Its simplicity is admirable: Each plugin is its own script, written in any executable language. There are common environment variables and output syntax, but otherwise writing or modifying a plugin is very easy. The plugin directory is called Munin Exchange. (The latest version of each plugin isn't necessarily on there, though: in some cases searching for the plugin name brought up newer versions on Github.)
I set up Munin for two reasons: 1) get notifications of problems, 2) see historical graphs to spot trends and bottlenecks. I have Munin running on a dedicated monitoring server (also running Jenkins), since notifications coming from the web server wouldn't be much use if the web server went down. It's currently monitoring three nodes (including itself), giving me stats on memory (total and for specific processes), CPU, network traffic, apache, mysql, S3 buckets, memcached, varnish, and mongodb. Within a few days of it running, a memory leak on one server became apparent, and the "MySql slow query" spikes that coincide with cron (doing a bunch of stats/aggregation) are illuminating.

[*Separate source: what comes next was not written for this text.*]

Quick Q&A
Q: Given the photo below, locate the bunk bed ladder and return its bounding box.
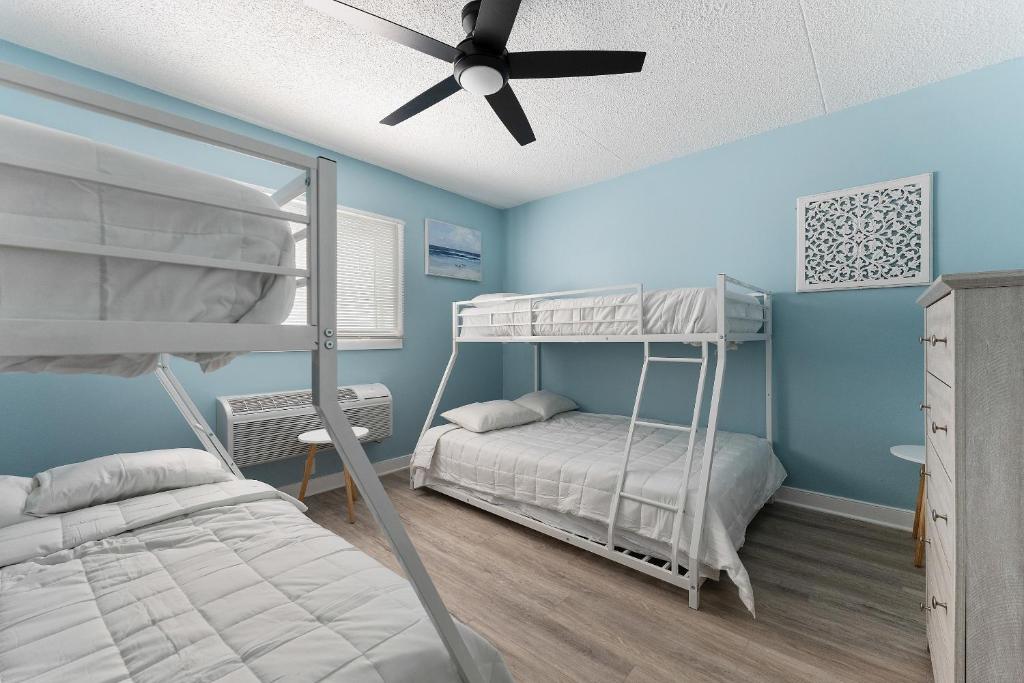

None of this is Drupal specific, but graphing patterns in Drupal simply requires a plugin, and McGo has fortunately given us a Munin module that provides just that. (The package includes two modules: Munin API to define stats and queries, and Munin Defaults with some basic node and user queries.) I asked for maintainer access and modified it a little - the 6.x-2.x branch now uses Drush for database queries rather than storing the credentials in the scripts, for example. The module generates the script code which you copy to files in your plugins directory.
Conclusions so far: getting Munin to show you graphs on all the major stats of a server takes a few hours (coming at it as a total beginner). Setting up useful notifications is more complicated, though, and will probably have to evolve over time through trial and error. For simple notifications on servers going down, for example, it's easier to set up a simple cron script (on another server) with curl
and mail
, or use the free version of CloudKick. Munin's notifications are more suited to spotting spikes and edge cases.